On the doctrine of God and Christology, yes. On justification, no.
I think you know what is meant. Words of scripture would be very shallow. Teaching of scripture is what is meant. No question begging, I believe again, you know what this means

It was a legitimate question. Everyone believes his view is the teaching of Scripture, so simply saying "the teaching of Scripture" doesn't tell me all that much.
I see you made sure to call White a heretic again when you know it isn't true. He actually has a program aimed specifically at the charge of him being a heretic.

I did not call him a heretic. I said it seemed he promoted the kenotic heresy.
I don't believe there has been any actually interaction and you are unable to provide any evidence of this either.

I can very easily provide evidence of all the invitations White has received from numerous scholars to discuss these issues. He refuses.
and I don't think it's very edifying to just know a bunch of facts and philosophy and terms.

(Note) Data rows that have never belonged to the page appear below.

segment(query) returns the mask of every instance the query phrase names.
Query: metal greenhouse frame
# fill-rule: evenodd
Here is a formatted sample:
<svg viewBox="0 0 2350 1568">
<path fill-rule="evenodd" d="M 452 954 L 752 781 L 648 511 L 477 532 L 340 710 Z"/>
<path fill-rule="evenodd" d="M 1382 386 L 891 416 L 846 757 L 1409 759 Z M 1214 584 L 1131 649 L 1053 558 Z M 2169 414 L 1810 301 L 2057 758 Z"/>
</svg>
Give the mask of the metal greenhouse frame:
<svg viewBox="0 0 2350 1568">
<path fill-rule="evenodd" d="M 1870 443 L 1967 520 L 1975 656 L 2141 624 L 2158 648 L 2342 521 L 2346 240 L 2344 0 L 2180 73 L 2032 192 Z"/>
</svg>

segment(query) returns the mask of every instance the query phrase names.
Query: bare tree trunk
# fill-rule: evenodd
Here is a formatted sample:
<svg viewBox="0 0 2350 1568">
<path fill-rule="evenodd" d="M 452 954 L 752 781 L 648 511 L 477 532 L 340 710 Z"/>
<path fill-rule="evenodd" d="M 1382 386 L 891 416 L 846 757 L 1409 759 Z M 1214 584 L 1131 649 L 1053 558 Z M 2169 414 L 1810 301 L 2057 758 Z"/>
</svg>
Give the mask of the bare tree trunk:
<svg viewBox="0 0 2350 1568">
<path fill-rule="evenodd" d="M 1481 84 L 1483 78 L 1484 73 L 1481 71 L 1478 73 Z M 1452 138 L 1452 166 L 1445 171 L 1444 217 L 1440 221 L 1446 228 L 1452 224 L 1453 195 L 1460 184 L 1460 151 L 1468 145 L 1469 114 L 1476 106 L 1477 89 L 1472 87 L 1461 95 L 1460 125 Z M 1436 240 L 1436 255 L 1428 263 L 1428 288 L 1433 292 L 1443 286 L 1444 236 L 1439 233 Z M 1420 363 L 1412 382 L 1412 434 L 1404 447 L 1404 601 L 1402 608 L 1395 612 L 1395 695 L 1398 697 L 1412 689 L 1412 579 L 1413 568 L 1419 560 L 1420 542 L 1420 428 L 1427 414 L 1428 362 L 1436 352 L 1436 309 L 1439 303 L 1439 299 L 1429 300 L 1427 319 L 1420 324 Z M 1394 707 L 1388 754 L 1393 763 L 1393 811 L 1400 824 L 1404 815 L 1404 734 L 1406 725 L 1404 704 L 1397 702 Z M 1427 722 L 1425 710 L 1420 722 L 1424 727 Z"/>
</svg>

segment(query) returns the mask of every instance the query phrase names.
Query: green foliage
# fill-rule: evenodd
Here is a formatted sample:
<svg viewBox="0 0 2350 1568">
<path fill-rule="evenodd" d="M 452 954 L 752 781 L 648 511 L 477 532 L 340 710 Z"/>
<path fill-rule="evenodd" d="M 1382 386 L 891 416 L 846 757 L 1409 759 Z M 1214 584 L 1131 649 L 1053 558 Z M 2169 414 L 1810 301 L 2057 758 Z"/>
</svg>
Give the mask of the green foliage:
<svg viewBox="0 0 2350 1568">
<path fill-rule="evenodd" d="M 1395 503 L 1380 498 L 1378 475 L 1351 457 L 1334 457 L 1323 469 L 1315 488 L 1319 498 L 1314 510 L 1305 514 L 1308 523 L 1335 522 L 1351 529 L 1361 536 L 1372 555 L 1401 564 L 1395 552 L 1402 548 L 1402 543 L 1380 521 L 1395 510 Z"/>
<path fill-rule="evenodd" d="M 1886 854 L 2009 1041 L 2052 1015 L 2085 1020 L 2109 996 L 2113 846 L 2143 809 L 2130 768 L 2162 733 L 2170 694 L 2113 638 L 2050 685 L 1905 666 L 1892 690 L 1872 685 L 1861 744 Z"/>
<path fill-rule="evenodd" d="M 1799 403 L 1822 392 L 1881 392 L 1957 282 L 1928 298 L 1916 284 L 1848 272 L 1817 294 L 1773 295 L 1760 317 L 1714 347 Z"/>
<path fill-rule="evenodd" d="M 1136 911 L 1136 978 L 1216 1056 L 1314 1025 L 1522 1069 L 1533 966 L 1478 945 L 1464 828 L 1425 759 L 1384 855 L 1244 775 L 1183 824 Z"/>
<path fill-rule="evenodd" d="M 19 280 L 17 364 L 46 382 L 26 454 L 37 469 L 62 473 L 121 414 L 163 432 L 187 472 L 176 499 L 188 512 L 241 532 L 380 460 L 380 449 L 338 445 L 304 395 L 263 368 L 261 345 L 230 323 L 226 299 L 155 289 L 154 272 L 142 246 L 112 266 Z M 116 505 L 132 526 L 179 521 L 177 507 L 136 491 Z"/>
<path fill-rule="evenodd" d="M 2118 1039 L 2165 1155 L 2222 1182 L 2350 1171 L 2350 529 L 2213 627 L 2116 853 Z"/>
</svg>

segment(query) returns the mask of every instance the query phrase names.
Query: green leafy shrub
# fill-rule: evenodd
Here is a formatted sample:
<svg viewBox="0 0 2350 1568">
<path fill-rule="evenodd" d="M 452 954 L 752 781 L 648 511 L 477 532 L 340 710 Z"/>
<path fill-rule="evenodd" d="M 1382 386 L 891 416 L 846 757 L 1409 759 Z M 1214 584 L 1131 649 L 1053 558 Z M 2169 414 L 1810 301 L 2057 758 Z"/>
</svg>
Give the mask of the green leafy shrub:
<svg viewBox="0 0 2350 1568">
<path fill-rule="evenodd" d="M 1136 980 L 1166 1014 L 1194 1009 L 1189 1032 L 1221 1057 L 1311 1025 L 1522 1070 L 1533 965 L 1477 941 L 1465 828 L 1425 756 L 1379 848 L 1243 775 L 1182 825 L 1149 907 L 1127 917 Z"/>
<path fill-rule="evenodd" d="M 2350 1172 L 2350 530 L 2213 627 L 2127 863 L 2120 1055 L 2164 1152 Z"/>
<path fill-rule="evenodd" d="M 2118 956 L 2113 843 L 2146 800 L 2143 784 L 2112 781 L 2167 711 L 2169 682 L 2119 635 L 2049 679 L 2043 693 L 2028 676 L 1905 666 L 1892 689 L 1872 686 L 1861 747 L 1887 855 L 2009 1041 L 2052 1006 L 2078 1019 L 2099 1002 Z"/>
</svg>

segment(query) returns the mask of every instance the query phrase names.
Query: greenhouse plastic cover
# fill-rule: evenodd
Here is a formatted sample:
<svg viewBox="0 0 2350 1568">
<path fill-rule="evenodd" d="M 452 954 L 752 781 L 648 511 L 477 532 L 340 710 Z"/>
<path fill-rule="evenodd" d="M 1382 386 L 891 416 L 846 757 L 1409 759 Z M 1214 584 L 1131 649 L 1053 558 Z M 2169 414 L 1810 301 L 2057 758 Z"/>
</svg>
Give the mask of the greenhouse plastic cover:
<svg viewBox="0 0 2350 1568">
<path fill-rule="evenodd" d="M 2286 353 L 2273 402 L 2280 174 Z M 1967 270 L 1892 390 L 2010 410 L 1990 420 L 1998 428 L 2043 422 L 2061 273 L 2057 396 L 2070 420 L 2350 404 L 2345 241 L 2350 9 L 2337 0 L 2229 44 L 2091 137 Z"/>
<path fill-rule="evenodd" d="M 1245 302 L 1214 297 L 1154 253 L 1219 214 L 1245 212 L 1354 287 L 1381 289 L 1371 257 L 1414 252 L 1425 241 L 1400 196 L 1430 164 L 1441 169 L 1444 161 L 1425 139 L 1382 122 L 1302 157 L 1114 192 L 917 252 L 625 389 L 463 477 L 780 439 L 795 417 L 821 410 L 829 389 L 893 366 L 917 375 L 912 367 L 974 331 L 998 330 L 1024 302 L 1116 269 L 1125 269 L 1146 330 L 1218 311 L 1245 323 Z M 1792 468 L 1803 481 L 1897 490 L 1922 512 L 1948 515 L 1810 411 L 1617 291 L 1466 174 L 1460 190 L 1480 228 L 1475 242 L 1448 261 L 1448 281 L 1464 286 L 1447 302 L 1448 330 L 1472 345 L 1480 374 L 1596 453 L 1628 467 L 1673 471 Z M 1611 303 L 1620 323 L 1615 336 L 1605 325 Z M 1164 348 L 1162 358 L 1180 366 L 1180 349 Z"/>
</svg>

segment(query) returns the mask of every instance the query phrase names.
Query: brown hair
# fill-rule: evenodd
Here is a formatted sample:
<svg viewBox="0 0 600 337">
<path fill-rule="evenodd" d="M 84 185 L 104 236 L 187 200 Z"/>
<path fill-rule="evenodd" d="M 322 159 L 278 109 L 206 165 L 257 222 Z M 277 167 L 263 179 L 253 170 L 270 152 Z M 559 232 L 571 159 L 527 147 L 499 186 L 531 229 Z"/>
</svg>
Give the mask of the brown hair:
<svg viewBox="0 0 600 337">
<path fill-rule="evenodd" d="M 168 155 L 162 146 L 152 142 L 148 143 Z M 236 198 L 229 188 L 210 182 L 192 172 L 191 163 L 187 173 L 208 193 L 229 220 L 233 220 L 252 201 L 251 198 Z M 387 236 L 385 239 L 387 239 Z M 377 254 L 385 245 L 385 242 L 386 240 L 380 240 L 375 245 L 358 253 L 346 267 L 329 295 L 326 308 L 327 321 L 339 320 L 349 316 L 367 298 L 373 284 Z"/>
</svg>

How is that remark helpful? I'm literally promoting the same view of God (which the ancients always believed lead to adoration) the church has always confessed.

It doesn't bring me any closer to Jesus.

Studying God does bring me closer to Jesus. At this point we are just trading anecdotal experiences.
 

Phil D.

Puritan Board Junior
For myself, discussions like this tend to become overly pedantic, and 1 Cor. 8:1-3 comes to mind. But then I've been called simplistic...
 

RamistThomist

Puritanboard Clerk
Here is another reason we read Thomas. As we are reading guys like Ames (didn't someone say that the Puritans said everything that was good in Thomas?), we might not always be aware of what Ames is talking about.
(starts around 3:00)
 

Reformed Covenanter

Cancelled Commissioner
Here is another reason we read Thomas. As we are reading guys like Ames (didn't someone say that the Puritans said everything that was good in Thomas?), we might not always be aware of what Ames is talking about.
(starts around 3:00)

If you do not have some background in the Patristics and Medieval scholastics, you will be at a loss to understand what the Reformers, Puritans, and even the Westminster Confession itself are actually teaching on various issues.
 

RamistThomist

Puritanboard Clerk
If you do not have some background in the Patristics and Medieval scholastics, you will be at a loss to understand what the Reformers, Puritans, and even the Westminster Confession itself are actually teaching on various issues.

As I love to keep saying, the Confession says that God's foreknowledge is the First Cause.